By the time Valentine's day rolled around, I knew something had to give. I flew home to spend the weekend with him and to see my girlfriends. I wanted to talk things through with Abe, give him some choices and maybe open his eyes a little bit. But once I got home, he bailed on me, saying that his friends were in town and he wanted to see them. Hi. I was in town. He should want to see me. So I did what any girl would do. I gathered my three best friends, made tank tops which read "Drunk and Single, Valentines Day, 2004" and we went out dancing. At 10:00 that evening I received a phone call from my boyfriend desperately wanting to see me, apologizing all over the place, crying for the mistake he made. But it was too late. I told him I would see him the next day and left it at that.

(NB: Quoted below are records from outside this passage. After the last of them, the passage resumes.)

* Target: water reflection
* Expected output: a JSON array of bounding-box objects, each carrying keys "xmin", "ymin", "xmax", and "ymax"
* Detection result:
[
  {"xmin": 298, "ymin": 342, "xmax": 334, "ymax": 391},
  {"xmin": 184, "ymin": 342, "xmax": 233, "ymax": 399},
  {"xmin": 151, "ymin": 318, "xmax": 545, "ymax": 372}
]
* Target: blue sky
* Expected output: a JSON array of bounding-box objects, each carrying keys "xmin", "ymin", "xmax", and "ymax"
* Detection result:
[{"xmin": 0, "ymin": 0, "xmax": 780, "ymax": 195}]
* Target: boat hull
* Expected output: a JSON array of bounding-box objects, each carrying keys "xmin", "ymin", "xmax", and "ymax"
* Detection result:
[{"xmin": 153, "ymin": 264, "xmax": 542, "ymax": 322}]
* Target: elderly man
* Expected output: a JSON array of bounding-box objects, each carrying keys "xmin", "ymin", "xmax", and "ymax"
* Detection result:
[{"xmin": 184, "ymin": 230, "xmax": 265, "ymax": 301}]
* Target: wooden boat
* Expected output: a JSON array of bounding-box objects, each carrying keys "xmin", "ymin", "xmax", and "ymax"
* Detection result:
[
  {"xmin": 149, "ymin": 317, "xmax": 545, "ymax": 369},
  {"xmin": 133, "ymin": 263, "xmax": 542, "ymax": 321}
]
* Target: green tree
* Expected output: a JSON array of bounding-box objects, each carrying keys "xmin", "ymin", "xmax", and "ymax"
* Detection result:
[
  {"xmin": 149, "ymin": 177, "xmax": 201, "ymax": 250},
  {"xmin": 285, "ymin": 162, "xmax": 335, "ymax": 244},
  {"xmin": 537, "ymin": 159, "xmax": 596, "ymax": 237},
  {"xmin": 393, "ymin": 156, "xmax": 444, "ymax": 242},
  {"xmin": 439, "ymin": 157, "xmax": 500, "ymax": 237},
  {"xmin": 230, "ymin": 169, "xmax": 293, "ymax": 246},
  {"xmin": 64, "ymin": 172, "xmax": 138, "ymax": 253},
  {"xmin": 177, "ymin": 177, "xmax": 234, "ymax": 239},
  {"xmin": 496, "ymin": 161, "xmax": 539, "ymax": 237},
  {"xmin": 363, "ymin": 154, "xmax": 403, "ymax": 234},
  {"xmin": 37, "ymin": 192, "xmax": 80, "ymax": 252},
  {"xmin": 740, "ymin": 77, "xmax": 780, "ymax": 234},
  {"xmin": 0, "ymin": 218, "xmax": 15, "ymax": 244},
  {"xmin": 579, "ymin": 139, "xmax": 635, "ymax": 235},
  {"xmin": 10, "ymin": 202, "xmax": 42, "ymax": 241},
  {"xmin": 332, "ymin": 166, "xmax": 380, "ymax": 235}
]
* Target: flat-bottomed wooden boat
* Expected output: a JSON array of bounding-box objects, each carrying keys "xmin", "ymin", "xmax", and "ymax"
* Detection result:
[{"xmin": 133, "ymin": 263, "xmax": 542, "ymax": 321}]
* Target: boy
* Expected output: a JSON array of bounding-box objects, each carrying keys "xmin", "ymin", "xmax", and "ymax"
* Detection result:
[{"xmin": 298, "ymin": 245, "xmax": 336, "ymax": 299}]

The next day was horrible. It took me over three hours to break up with him.Abe had so many questions and didn't understand my reasoning. I explained everything to the best of my ability but there are only so many ways you can say it. He didn't have his life together and I wasn't capable of helping him anymore. By that afternoon, I was driving him home and we were both crying. We sat in his car for almost 30 minutes just holding each other because we both knew it was going to be so hard to let the other go. He asked if he could kiss me one last time and I let him, knowing it would make driving away just that much worse but no longer caring about how much pain I was causing both of us.
Abe and I would call each other randomly throughout the years just to catch up. He eventually figured out his life and is now working with children full time. We no longer talk, but I hear through mutual friends that he is doing well. It's hard giving up on someone who you are supposed to love. But what are you supposed to do when they have given up on themselves? Maybe I wasn't strong enough to take care of him. Maybe I was just selfish. I'd like to think that the end of our relationship was a wakeup call for him but I'm probably wrong. I really do wish the best for Abe. He was a great boyfriend and an amazing person.